After that we had to call the local farmer to get him out. A lovely bright red tractor arrived but as you only get an hour or so to spread the concrete out before it sets, there were no photos of this: I was up to my steel-toe-capped boots in concrete with a rake. Quite a satisfying job actually....




Being as how the whole thing is going to be covered with the ground floor panels and after that with a house, we consider all this palaver to be a bit unnecessary, but Building Control officers fulfil the role of God in this situation (as I think I have said before), so we do as we are told.

I spent last Friday and Saturday at the AECB conference where environmentally friendly builders congregate in a heap once a year to push the boundaries of collective building consciousness. It was in Durham which is one of my favourite places and it meant that I got to see my mum and dad too. And, I think I have finally got airtightness sorted after a lot of talking to a lot of people. There was a bloke there who had built a very airtight house in Herefordshire explaining with PowerPoint the minutiae of how he did it. He used a lot of products by a company called ProClima and it looks like we can do almost all of the airtightness detailing after the frame has been put up. A great deal of taping and masticking required but it can all be done at our own speed after the erection. ProClima products were also on display there and I found out some interesting things about air to water heat exchangers which may be the way we go for both water heating and, should we need it, space heating.

Saturday morning:
R is putting the drains in at the moment - just the bits that he can't do after the ground floor panels have been put down. A lot of digging and taking levels and pulling his hair out whilst calculating falls of 1 in 60. Luckily the weather is good - not raining and not too hot.

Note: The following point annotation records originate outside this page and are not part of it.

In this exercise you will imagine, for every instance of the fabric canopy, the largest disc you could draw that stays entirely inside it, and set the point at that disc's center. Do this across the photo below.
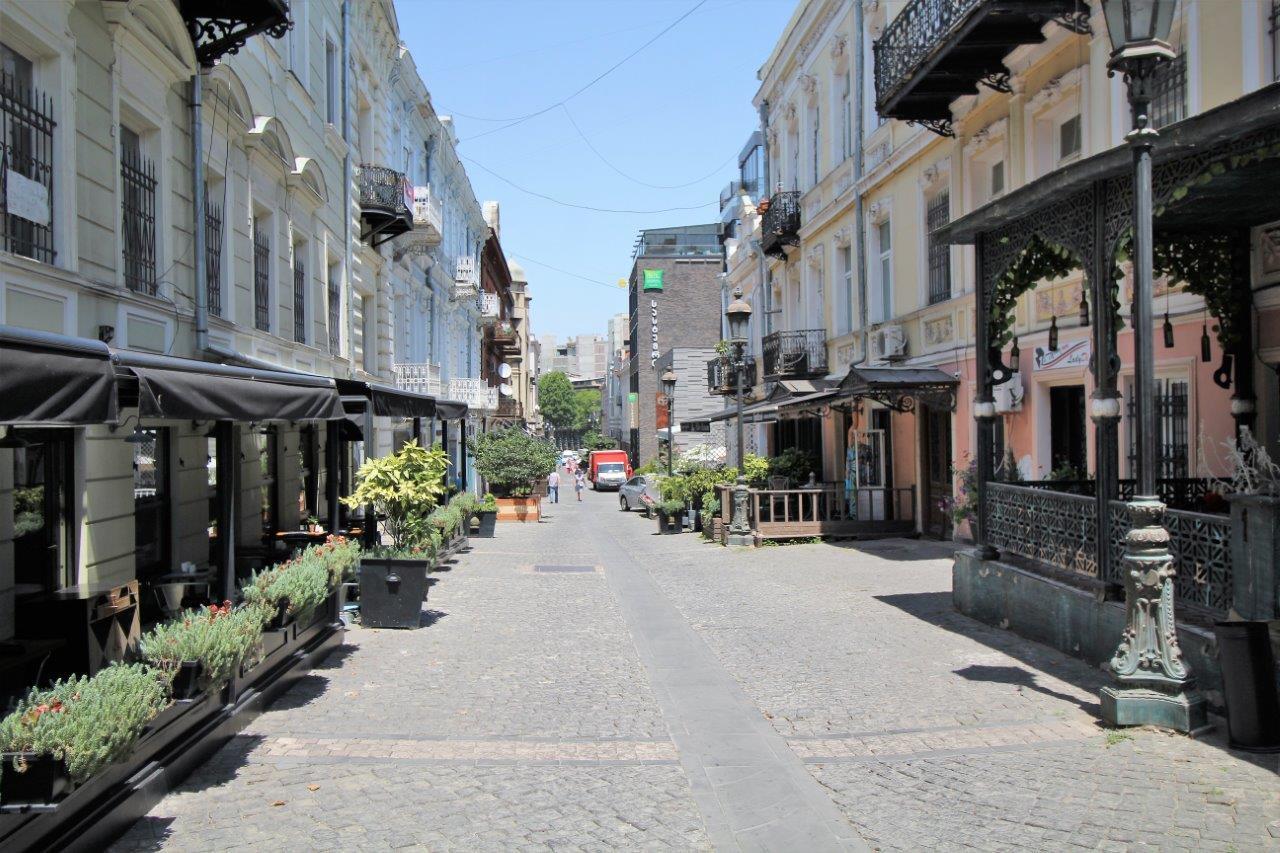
(183, 388)
(388, 401)
(55, 379)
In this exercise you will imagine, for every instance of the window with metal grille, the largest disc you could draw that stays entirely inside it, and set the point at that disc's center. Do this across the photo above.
(261, 274)
(137, 214)
(1171, 448)
(26, 160)
(937, 214)
(300, 296)
(334, 293)
(1169, 92)
(214, 254)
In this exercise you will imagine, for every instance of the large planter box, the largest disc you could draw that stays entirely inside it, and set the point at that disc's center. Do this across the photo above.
(392, 592)
(519, 509)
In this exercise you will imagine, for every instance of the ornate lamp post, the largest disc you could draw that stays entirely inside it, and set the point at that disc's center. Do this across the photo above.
(739, 316)
(668, 388)
(1155, 685)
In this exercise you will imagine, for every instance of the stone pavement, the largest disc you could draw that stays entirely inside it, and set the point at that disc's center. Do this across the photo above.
(668, 693)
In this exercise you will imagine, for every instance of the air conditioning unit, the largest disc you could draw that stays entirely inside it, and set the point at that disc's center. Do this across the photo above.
(890, 342)
(1009, 395)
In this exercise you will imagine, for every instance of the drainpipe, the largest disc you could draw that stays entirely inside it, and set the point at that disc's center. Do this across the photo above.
(197, 206)
(859, 211)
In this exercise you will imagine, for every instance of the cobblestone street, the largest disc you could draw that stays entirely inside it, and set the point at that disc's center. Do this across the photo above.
(584, 683)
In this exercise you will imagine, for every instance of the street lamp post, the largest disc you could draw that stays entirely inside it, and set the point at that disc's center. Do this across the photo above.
(668, 388)
(739, 315)
(1155, 685)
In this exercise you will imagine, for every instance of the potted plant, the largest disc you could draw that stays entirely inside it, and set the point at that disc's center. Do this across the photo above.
(403, 488)
(512, 461)
(487, 515)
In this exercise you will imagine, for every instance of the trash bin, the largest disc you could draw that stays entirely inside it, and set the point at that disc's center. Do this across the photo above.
(1249, 685)
(392, 592)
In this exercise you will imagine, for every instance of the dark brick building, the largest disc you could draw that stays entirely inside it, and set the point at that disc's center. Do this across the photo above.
(673, 301)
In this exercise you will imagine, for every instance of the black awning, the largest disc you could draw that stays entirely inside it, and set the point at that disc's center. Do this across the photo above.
(55, 379)
(900, 388)
(182, 388)
(388, 401)
(449, 410)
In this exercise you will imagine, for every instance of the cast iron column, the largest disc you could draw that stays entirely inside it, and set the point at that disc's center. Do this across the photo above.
(1155, 685)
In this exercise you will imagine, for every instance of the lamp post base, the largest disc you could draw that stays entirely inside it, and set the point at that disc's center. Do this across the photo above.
(1133, 706)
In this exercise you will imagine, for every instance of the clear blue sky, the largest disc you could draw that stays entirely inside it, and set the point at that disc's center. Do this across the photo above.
(677, 113)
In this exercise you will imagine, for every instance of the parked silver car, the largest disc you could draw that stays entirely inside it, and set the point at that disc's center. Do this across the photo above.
(639, 493)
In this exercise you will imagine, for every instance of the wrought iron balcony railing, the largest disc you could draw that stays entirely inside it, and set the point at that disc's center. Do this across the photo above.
(385, 204)
(721, 378)
(795, 354)
(781, 224)
(937, 50)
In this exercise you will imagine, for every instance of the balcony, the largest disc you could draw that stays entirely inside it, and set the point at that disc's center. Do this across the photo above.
(466, 279)
(781, 224)
(475, 393)
(385, 204)
(792, 355)
(421, 378)
(721, 378)
(938, 50)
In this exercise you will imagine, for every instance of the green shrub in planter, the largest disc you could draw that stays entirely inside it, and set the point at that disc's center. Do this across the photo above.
(216, 637)
(87, 721)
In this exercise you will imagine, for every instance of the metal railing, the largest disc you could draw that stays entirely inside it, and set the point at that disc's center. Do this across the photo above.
(26, 170)
(781, 222)
(138, 222)
(912, 37)
(795, 354)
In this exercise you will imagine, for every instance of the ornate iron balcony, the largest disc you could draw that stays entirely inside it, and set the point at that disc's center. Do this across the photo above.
(721, 378)
(795, 354)
(385, 204)
(781, 224)
(937, 50)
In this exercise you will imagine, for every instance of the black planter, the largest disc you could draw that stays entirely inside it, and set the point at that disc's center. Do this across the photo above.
(186, 682)
(45, 780)
(392, 592)
(1249, 685)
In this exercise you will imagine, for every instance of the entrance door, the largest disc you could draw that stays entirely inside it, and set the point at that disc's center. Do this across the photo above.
(937, 471)
(1066, 430)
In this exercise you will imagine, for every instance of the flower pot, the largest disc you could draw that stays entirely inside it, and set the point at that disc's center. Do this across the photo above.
(186, 682)
(45, 779)
(392, 592)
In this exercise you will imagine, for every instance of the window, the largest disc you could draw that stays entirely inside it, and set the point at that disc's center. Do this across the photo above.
(937, 214)
(300, 292)
(330, 82)
(885, 246)
(997, 178)
(27, 153)
(263, 273)
(137, 214)
(1069, 138)
(151, 501)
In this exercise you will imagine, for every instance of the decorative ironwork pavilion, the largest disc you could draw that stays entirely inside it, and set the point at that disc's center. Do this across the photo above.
(1216, 176)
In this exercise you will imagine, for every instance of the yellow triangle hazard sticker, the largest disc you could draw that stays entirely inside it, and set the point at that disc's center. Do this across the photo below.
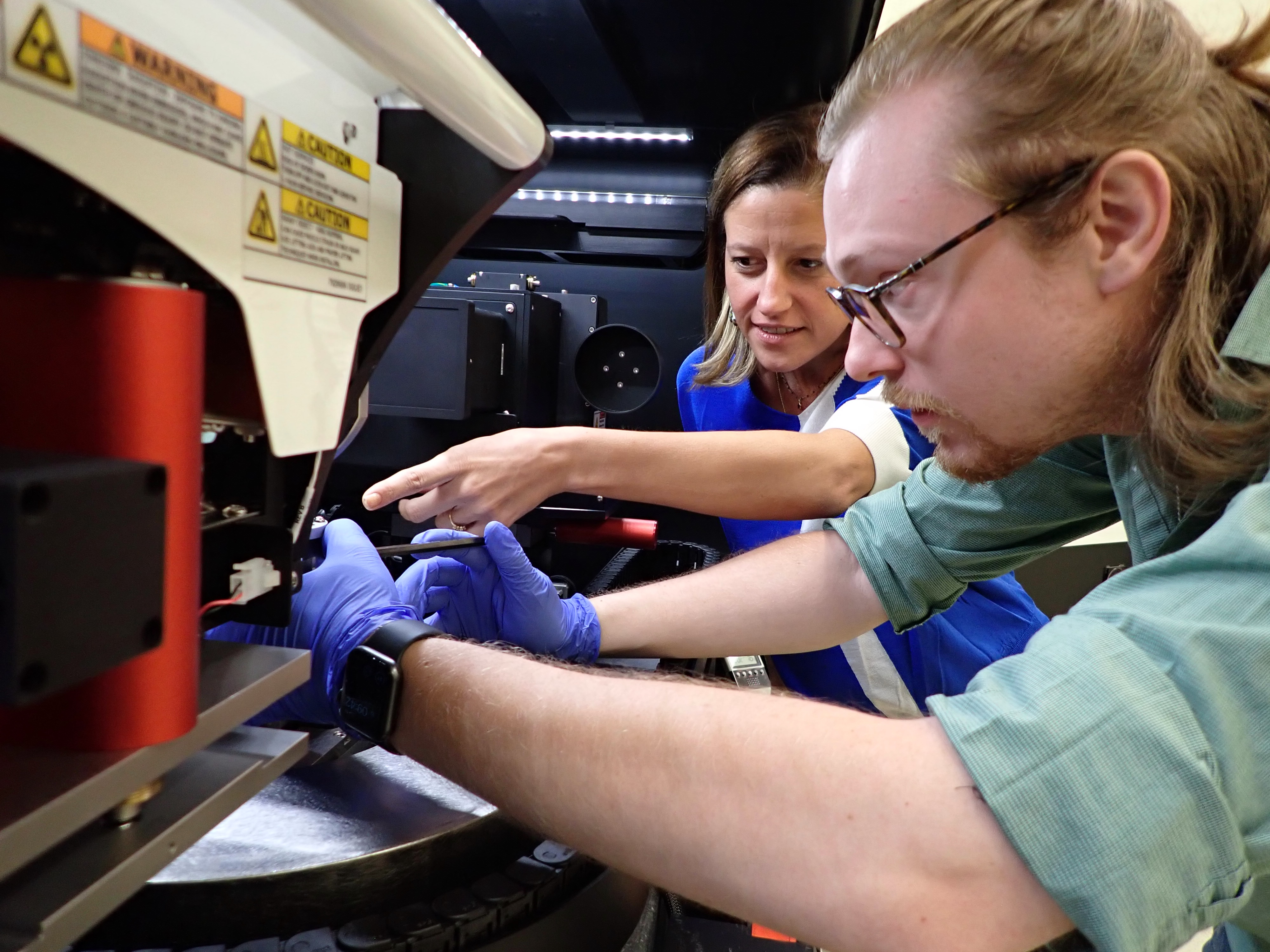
(262, 148)
(41, 53)
(262, 221)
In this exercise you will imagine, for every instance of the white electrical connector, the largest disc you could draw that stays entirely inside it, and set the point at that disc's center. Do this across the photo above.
(252, 579)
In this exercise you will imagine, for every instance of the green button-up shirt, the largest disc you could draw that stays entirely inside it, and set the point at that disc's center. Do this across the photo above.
(1126, 753)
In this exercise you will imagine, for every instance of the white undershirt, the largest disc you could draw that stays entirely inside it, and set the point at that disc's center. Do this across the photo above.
(869, 418)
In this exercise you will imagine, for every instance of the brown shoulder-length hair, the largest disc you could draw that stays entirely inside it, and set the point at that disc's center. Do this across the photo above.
(1056, 82)
(779, 153)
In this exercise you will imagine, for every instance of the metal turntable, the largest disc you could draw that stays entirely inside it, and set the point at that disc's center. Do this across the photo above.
(374, 854)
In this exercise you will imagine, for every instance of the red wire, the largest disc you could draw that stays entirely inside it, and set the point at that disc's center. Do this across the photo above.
(218, 604)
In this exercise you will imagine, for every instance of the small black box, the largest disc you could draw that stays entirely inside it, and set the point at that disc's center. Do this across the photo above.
(82, 568)
(445, 362)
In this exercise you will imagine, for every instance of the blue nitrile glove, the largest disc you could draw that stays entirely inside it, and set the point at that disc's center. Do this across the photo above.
(341, 605)
(495, 595)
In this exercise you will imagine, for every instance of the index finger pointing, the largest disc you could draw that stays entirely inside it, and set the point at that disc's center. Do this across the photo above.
(407, 483)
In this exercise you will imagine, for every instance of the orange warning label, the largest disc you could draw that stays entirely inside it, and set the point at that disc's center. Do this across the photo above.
(98, 36)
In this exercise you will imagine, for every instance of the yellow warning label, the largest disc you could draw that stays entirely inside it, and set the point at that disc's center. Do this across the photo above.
(321, 149)
(262, 221)
(322, 214)
(262, 148)
(41, 53)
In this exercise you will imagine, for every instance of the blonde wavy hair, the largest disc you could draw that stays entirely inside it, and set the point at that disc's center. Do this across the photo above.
(779, 153)
(1055, 82)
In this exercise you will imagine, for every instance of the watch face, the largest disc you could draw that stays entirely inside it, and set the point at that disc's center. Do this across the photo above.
(370, 692)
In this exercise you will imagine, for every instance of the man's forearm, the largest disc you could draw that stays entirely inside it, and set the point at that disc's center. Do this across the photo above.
(848, 831)
(744, 475)
(798, 595)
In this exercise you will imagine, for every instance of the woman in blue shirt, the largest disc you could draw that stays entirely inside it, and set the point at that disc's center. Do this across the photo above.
(778, 437)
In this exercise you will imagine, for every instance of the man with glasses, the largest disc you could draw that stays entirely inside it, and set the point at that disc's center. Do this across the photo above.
(1098, 355)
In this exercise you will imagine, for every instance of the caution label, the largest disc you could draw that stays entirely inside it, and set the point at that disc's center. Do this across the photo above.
(135, 86)
(317, 168)
(307, 201)
(298, 241)
(262, 148)
(261, 224)
(321, 149)
(322, 214)
(41, 51)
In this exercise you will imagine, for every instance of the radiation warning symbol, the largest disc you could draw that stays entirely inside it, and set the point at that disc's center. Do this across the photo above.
(41, 53)
(262, 149)
(262, 221)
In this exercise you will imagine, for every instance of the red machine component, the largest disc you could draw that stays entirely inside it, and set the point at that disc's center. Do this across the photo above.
(114, 369)
(629, 534)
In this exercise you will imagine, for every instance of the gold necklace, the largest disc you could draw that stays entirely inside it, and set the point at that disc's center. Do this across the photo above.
(811, 397)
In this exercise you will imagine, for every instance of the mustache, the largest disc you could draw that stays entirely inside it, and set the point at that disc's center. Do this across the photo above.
(909, 399)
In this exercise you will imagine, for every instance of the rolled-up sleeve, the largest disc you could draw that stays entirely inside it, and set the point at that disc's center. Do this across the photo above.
(923, 541)
(1126, 753)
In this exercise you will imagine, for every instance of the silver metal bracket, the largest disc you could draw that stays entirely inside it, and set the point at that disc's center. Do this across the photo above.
(64, 866)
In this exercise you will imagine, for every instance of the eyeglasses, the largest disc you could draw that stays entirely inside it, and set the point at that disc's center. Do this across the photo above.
(864, 304)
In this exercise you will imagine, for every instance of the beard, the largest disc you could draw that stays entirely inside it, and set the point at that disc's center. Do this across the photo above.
(979, 458)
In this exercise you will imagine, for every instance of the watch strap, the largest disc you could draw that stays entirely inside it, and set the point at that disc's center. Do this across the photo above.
(394, 638)
(389, 640)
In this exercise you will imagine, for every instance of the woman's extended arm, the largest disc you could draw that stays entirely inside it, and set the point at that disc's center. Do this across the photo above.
(740, 475)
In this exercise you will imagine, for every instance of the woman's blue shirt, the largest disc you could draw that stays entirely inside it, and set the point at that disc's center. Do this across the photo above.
(993, 619)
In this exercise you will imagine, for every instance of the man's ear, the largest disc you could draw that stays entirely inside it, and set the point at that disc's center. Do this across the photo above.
(1130, 215)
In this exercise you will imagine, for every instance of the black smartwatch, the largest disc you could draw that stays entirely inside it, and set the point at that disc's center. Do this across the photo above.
(370, 697)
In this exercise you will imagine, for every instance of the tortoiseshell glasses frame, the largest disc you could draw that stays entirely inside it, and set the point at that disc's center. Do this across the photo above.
(864, 304)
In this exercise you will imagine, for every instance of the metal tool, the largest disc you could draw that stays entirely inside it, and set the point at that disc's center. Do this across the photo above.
(441, 545)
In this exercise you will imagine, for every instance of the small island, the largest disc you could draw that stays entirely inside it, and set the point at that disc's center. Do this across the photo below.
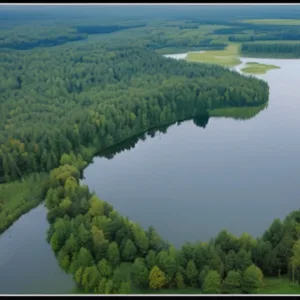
(257, 68)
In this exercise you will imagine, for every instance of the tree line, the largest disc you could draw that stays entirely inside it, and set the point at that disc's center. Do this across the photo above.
(107, 253)
(70, 99)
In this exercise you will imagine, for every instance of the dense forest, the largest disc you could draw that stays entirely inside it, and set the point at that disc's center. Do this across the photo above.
(107, 253)
(89, 97)
(61, 105)
(283, 50)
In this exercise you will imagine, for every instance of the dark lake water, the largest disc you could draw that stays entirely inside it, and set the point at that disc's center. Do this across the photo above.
(189, 182)
(27, 263)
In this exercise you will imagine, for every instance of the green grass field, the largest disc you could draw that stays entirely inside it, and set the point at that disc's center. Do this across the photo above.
(274, 21)
(238, 113)
(274, 286)
(279, 286)
(257, 68)
(227, 57)
(275, 42)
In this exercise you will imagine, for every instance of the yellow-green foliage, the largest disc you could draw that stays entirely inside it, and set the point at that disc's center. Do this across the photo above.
(18, 197)
(257, 68)
(274, 21)
(227, 57)
(157, 278)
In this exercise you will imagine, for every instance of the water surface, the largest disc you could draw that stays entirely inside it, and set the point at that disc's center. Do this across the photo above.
(27, 263)
(193, 181)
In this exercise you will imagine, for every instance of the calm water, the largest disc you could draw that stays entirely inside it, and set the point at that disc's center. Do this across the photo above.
(27, 263)
(189, 182)
(192, 181)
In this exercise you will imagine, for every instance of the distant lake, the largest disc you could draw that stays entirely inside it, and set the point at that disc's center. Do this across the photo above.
(191, 182)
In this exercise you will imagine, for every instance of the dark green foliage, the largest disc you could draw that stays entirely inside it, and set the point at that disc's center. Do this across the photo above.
(94, 245)
(212, 283)
(232, 283)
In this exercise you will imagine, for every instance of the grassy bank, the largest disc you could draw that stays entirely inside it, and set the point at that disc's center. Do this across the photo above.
(271, 285)
(257, 68)
(19, 197)
(238, 113)
(227, 57)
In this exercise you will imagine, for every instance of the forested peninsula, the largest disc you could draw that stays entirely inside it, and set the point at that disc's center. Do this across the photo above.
(84, 99)
(62, 104)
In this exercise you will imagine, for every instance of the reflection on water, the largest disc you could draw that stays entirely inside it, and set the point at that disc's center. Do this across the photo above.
(238, 166)
(244, 113)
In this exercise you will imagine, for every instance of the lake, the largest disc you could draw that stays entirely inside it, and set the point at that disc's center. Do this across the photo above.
(27, 263)
(189, 182)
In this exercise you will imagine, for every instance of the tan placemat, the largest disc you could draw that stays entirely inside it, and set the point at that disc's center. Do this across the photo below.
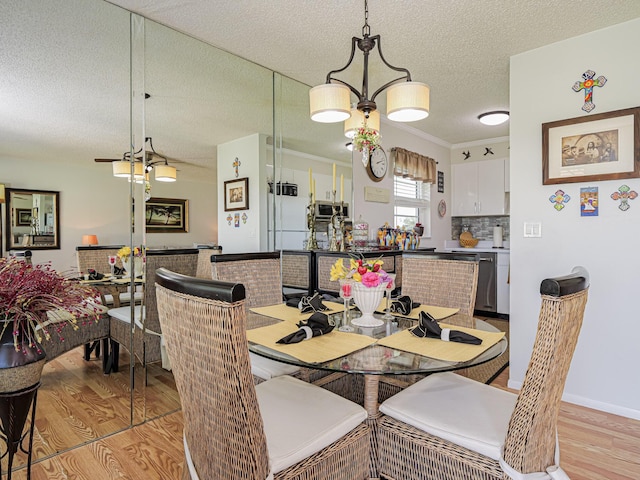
(283, 312)
(315, 350)
(439, 349)
(436, 312)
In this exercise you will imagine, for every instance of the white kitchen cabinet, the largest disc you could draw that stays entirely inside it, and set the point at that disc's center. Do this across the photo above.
(478, 188)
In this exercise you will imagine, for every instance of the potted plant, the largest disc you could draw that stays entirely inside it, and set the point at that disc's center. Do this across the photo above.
(34, 301)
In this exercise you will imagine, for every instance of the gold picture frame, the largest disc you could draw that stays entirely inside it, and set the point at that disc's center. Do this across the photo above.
(592, 148)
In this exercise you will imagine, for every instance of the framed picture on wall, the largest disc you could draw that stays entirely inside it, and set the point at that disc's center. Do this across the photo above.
(236, 194)
(167, 215)
(592, 148)
(23, 217)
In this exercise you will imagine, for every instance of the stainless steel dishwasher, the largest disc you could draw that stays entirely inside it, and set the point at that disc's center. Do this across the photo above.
(487, 297)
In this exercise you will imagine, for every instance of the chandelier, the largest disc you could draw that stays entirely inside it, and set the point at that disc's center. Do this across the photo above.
(407, 101)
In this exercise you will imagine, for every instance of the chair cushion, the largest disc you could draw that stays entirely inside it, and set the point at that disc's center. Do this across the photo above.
(301, 419)
(266, 368)
(458, 409)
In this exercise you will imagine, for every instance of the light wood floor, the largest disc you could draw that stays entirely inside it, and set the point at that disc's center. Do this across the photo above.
(594, 446)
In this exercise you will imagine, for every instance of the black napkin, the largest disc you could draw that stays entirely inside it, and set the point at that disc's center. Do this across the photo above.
(93, 275)
(428, 327)
(308, 304)
(317, 324)
(403, 305)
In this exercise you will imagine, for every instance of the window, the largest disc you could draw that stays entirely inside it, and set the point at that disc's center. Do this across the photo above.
(412, 204)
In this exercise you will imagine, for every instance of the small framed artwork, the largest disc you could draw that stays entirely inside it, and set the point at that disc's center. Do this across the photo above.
(167, 215)
(23, 217)
(592, 148)
(236, 194)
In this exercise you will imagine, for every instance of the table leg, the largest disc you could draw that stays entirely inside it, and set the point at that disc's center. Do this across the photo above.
(371, 384)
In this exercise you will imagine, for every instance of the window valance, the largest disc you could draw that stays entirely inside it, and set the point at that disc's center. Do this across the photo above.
(413, 165)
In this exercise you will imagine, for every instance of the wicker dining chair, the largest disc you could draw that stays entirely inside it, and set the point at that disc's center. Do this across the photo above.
(445, 282)
(259, 272)
(148, 347)
(232, 428)
(451, 427)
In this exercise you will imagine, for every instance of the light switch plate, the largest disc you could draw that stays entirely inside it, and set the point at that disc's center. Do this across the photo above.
(532, 229)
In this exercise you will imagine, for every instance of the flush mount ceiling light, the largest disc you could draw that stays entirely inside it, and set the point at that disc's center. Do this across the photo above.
(494, 118)
(407, 101)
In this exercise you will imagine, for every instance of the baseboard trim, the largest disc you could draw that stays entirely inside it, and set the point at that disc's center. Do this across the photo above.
(590, 403)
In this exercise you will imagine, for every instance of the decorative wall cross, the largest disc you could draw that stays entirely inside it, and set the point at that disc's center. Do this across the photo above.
(587, 84)
(559, 199)
(624, 194)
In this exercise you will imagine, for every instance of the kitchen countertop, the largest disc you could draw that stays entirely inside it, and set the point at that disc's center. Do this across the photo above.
(483, 246)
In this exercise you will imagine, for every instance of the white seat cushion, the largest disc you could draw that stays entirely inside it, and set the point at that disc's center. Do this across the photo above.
(301, 419)
(458, 409)
(266, 368)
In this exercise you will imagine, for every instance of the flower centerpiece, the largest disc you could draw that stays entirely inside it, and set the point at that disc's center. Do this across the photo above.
(367, 281)
(35, 299)
(125, 254)
(366, 141)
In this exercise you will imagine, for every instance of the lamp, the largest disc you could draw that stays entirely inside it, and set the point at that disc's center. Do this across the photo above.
(494, 118)
(357, 120)
(89, 239)
(407, 101)
(164, 171)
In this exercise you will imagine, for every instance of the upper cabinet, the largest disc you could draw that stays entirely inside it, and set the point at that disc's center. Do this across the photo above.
(479, 188)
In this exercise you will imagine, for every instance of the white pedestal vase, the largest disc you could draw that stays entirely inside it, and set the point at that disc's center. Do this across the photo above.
(367, 300)
(137, 266)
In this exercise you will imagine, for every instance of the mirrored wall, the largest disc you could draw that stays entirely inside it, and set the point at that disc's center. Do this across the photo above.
(93, 82)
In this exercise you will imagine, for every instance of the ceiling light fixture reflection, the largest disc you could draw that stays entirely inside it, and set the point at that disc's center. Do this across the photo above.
(407, 101)
(494, 118)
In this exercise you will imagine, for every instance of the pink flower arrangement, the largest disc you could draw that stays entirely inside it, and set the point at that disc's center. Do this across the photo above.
(34, 297)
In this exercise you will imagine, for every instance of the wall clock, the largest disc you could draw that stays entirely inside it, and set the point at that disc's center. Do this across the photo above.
(442, 208)
(378, 164)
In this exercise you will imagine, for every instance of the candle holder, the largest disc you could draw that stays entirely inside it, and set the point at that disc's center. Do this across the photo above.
(312, 243)
(335, 209)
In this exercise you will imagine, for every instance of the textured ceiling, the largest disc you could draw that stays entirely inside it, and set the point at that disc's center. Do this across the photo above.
(461, 48)
(64, 68)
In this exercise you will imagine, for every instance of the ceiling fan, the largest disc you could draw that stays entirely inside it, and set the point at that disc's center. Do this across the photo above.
(151, 160)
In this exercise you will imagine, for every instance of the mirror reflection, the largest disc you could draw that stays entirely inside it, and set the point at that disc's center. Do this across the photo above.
(32, 220)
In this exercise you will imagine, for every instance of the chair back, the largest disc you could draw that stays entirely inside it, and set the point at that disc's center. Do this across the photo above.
(530, 444)
(204, 322)
(444, 281)
(184, 261)
(97, 257)
(259, 272)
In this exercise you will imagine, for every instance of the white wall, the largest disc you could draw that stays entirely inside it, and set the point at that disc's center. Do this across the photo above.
(394, 134)
(93, 201)
(604, 373)
(246, 236)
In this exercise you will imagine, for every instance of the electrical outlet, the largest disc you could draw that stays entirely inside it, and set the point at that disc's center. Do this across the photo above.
(532, 229)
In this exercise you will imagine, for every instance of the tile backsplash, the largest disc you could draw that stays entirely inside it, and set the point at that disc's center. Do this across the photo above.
(480, 227)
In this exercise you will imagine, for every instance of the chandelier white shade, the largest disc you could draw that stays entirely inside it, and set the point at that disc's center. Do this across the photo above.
(357, 120)
(494, 118)
(165, 173)
(329, 103)
(407, 101)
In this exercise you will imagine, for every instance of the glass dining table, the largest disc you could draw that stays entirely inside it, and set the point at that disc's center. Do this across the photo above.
(375, 361)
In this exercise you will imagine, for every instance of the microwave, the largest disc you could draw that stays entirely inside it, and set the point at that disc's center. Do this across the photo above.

I am working on the precise specification for, and costing of, the airtightness schedule and also finishing the requirements for the Building Control officer. He is not really interested in airtightness but is very keen on vapour control. I have discovered that these are two separate things: originally I thought that as long as the house was airtight it would automatically be okay as far as vapour penetration of the outer walls went. I now know that they are two separate sets of calculations and I need to make sure both are right. The Building Regs need to know that vapour will not pass from the inside of our house into the walls and condense into water before it reaches the outside. Most modern houses do not, in theory, allow vapour to get into the walls at all. In our system, called the breathing wall system, we allow the vapour in, in a controlled way, and make sure that it does not condense until after it reaches the outside. There have been thousands of houses built to this system but it is still something that Building Control officers need a bit of help to get their heads around. Our BCO is a young chap who is quite open to new ideas, so we are lucky in that regard. We still have three choices for making the outer walls sufficiently airtight and if you wants the technical details, let me know.

The frame is coming on Tuesday!!!

The roofer came round today and will be ready to go in four weeks time. The windows will be ordered on Monday.

Once that is all done, we can start work ourselves on the inside. The other major work on the outside is the rendering and we have chosen a bloke to do that. Most of the rest we will do ourselves. The ground and first floors will be in and walkable on, although we'll get someone to make and install a staircase. So that R can get on with the build full-time, I am planning to work full-time to support us both, at least for a few months.

Onwards and upwards - the pictures should start getting a bit more interesting, anyway.